Katsikas, May 10th 2021
On April 12th, people living in the refugee camp of Katiskas reported that at least one case of Covid-19 had been confirmed among the residents of the camp. Throughout the same day and the days that followed, information about what implications this had for measures and restrictions on movement kept changing. Local newspapers reported about an “informal quarantine” being implemented. Different men and women we spoke to shared different statements made by the camp management about the restrictions in place.
One of the most clearly communicated, but at the same time most questionable, measures implemented by the camp management is that healthy people are required to quarantine within the same containers as people who have tested positive for Covid-19 and display symptoms. Differently than in other contexts in which people quarantine together (as in the case of family members or flatmates in our societies), the people who live in the containers in camps like Katsikas are in many cases not family members, nor have they had any chance whatsoever to make a choice regarding their living arrangements or who they live with.

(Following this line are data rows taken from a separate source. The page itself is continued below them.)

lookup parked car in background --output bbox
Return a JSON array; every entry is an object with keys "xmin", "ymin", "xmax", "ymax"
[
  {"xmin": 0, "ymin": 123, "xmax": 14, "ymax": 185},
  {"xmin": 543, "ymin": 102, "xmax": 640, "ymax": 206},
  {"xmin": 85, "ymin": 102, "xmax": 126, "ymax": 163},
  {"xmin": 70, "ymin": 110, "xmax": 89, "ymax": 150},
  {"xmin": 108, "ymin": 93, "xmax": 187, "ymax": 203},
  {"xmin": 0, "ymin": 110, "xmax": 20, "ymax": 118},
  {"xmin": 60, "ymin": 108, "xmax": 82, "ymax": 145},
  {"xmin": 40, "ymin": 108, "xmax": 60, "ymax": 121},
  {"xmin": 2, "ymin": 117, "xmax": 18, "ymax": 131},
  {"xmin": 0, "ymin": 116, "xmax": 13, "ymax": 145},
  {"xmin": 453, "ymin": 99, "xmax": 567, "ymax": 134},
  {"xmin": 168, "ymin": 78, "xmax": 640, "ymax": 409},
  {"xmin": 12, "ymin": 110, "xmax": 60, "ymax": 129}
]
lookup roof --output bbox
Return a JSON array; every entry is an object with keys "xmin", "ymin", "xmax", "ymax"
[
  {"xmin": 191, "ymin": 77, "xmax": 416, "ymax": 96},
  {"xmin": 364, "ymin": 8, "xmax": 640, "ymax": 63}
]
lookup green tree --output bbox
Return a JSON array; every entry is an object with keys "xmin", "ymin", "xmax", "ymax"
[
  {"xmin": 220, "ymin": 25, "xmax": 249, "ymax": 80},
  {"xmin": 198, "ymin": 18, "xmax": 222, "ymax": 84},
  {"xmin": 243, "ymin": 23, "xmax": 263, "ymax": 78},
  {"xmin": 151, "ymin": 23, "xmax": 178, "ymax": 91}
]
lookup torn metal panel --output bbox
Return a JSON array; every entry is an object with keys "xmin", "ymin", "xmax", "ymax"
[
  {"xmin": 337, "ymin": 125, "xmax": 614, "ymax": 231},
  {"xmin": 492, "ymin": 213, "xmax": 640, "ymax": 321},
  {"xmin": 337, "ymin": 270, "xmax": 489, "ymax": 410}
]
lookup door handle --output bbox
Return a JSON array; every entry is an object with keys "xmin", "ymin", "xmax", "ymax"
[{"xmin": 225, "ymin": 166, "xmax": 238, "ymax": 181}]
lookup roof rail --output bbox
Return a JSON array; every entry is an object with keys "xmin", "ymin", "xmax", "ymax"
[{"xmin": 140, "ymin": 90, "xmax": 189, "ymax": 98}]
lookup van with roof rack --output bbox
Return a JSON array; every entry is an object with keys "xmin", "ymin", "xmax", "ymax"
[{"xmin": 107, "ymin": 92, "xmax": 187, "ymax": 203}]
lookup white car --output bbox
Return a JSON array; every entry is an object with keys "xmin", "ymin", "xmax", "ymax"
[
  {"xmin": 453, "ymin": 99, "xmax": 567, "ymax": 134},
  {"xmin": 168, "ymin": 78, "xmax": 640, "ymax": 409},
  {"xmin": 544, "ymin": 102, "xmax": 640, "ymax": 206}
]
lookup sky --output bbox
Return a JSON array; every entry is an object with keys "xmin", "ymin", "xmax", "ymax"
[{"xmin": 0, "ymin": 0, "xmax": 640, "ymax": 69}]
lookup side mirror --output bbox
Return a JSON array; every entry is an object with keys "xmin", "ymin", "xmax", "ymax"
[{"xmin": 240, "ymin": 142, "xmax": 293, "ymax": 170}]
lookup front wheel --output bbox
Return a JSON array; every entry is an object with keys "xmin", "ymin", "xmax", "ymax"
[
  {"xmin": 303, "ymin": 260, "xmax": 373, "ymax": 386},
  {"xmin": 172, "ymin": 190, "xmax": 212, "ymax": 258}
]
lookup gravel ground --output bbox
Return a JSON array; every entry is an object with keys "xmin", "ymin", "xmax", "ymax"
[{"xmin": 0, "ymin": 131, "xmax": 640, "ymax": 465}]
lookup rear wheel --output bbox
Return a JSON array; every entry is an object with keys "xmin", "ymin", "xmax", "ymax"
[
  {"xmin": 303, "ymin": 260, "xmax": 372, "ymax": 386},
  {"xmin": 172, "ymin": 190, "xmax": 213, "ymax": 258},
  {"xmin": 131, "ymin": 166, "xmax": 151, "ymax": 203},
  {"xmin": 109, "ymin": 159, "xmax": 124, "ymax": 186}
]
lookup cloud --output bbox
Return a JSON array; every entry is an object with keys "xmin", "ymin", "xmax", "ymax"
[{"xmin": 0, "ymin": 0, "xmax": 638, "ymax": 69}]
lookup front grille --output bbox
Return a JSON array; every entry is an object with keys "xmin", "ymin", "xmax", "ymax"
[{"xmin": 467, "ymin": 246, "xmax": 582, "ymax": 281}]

Confined in a small space with people who tested positive for Covid-19
In the case of B., who usually comes to our makerspace Habibi.Works to get involved in different workshops and activities, one person in his container had tested positive. The other seven people living in the same container had tested negative, but were confined into the same container for the duration of the quarantine period. The only reassurance that was given to the eight of them was the fact that if the situation got “really bad” the camp management would call an ambulance. Disbelief, frustration and concern were the immediate reactions of the seven healthy residents. While the authorities supplied all of them with food for a couple of days, no masks, hygiene products or disinfectant were provided to the eight persons, who share not only one kitchen but also one bathroom between them.
The case of B. is not an exception but the norm when it comes to the response of the government towards Covid-19 in refugee camps. At the time B. was confined in his container, he reported of at least six other container units in which people were experiencing the same measures as he.
The authorities who place people in the overcrowded setting of a refugee camp have a responsibility to ensure their well-being and of those affected. This responsibility has not been properly assumed – a fact that has been and still is putting people at risk, especially now in times of a pandemic.
Right now, there have been a total of 41 cases confirmed in the camp since April 12th. While the country is easing its lockdown measures, opening bars, restaurants, cafés and cultural centres, the quarantine of camp Katsikas is being extended indefinitely.
A profound change is needed in the EU’s asylum system
We request that the Greek government stops accommodating people in overcrowded, inhumane and excluded camp settings. There is no need for anybody to live in a container or a tent in a country in which the number of empty buildings goes into the thousands. We furthermore request that the Greek authorities find ways to isolate people in the so called “refugee hospitality structures” who have tested positive from others who are healthy, in order to keep persons – who are at the mercy of their arbitrary measures – safe. We request that the EU assumes responsibility as the Union it declares to be and shows solidarity towards people who fled their countries and EU member states who are the first ones in receiving them by implementing practical, sustainable and humane solutions.